N’êtes-vous donc pas de retour à Paris ? Y avez-vous conservé votre logement, et cette lettre arrivera-t-elle jusqu’à vous ? Cette incertitude me pèse. Si j’étais un peu plus de ce monde, je saurais si vous avez publié quelque chose ; je l’aurais et je me mettrais ainsi en rapport avec vous. Mais écoutez bien : je vais peut-être aller me frotter aux idées du jour. Je mets Ivan en pension à Versailles, et j’ai presque décidé mon seigneur à y aller passer trois mois d’hiver.

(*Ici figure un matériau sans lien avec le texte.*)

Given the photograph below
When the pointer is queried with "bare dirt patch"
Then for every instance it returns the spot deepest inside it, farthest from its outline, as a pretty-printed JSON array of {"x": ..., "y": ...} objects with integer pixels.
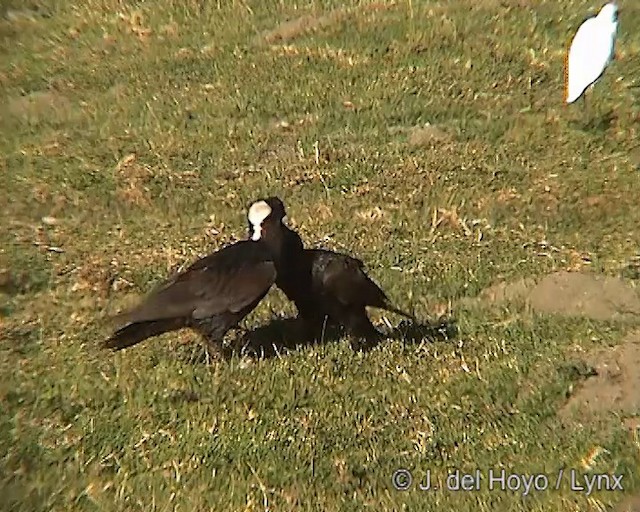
[
  {"x": 571, "y": 294},
  {"x": 292, "y": 29},
  {"x": 428, "y": 135},
  {"x": 615, "y": 387}
]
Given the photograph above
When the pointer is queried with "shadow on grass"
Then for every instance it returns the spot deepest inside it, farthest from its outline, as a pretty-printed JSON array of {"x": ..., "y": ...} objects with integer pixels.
[{"x": 282, "y": 335}]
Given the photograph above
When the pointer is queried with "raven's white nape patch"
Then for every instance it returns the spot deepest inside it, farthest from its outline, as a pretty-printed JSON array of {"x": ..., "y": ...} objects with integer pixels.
[{"x": 258, "y": 211}]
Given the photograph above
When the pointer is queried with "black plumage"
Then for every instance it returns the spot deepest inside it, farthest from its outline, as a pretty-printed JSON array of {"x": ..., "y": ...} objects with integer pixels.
[
  {"x": 216, "y": 292},
  {"x": 330, "y": 287}
]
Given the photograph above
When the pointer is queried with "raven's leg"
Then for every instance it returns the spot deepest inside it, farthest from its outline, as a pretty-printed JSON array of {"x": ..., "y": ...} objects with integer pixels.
[
  {"x": 212, "y": 331},
  {"x": 358, "y": 324}
]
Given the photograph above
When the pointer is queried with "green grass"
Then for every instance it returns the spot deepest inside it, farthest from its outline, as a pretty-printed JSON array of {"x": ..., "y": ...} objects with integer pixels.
[{"x": 140, "y": 137}]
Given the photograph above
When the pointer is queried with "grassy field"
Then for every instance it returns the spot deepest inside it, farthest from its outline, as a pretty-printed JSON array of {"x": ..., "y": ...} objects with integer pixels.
[{"x": 134, "y": 134}]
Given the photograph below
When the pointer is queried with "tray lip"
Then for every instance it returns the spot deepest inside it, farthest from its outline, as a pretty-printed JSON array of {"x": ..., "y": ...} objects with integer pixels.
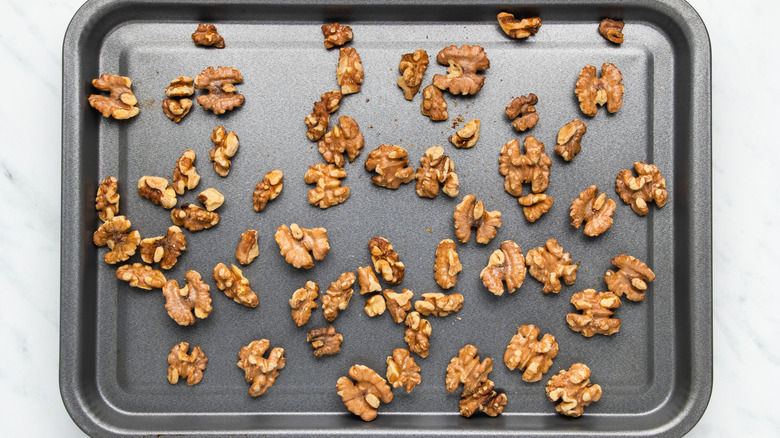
[{"x": 86, "y": 415}]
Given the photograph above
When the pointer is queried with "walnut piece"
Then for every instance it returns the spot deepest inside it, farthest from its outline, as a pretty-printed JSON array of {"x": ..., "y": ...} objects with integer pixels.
[
  {"x": 412, "y": 68},
  {"x": 295, "y": 243},
  {"x": 472, "y": 214},
  {"x": 464, "y": 63},
  {"x": 189, "y": 366},
  {"x": 402, "y": 370},
  {"x": 529, "y": 354},
  {"x": 325, "y": 341},
  {"x": 631, "y": 278},
  {"x": 506, "y": 265},
  {"x": 261, "y": 372},
  {"x": 533, "y": 167},
  {"x": 363, "y": 396},
  {"x": 447, "y": 264},
  {"x": 648, "y": 186},
  {"x": 592, "y": 90},
  {"x": 222, "y": 93},
  {"x": 164, "y": 250},
  {"x": 120, "y": 104},
  {"x": 573, "y": 389},
  {"x": 193, "y": 297},
  {"x": 337, "y": 296},
  {"x": 328, "y": 191},
  {"x": 235, "y": 285},
  {"x": 549, "y": 264},
  {"x": 121, "y": 242}
]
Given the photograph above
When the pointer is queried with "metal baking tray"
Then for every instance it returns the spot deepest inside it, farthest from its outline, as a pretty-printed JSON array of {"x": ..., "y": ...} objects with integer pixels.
[{"x": 656, "y": 372}]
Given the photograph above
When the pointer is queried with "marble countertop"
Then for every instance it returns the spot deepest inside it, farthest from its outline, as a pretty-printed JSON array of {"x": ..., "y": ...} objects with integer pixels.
[{"x": 745, "y": 217}]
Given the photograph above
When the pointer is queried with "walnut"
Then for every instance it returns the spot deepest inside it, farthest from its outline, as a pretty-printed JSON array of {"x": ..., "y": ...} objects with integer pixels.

Outre la satisfaction de ma passion pour mon fils, je suis mue par la certitude de produire un effet salutaire sur mon mari. Nous sommes tombés dans un pays d’une aridité rare sous le rapport des idées, et où les choses ne l’intéressent pas assez pour suffire à sa consommation ; au lieu que, là-bas, il participera de grand cœur au mouvement général, et il remettra en valeur ses trésors, dont il ne peut pas faire usage ici. Que dites-vous du projet ? Quand je serai sur place, la porte de Madame veuve Durand[1] me sera-t-elle ouverte ? me sera-t-il donné de vous voir, une fois au moins, dans votre sanctuaire ?

  1. Nom sous lequel Balzac se cachait, 13, rue des Batailles, à Chaillot, par crainte des créanciers et de la garde nationale.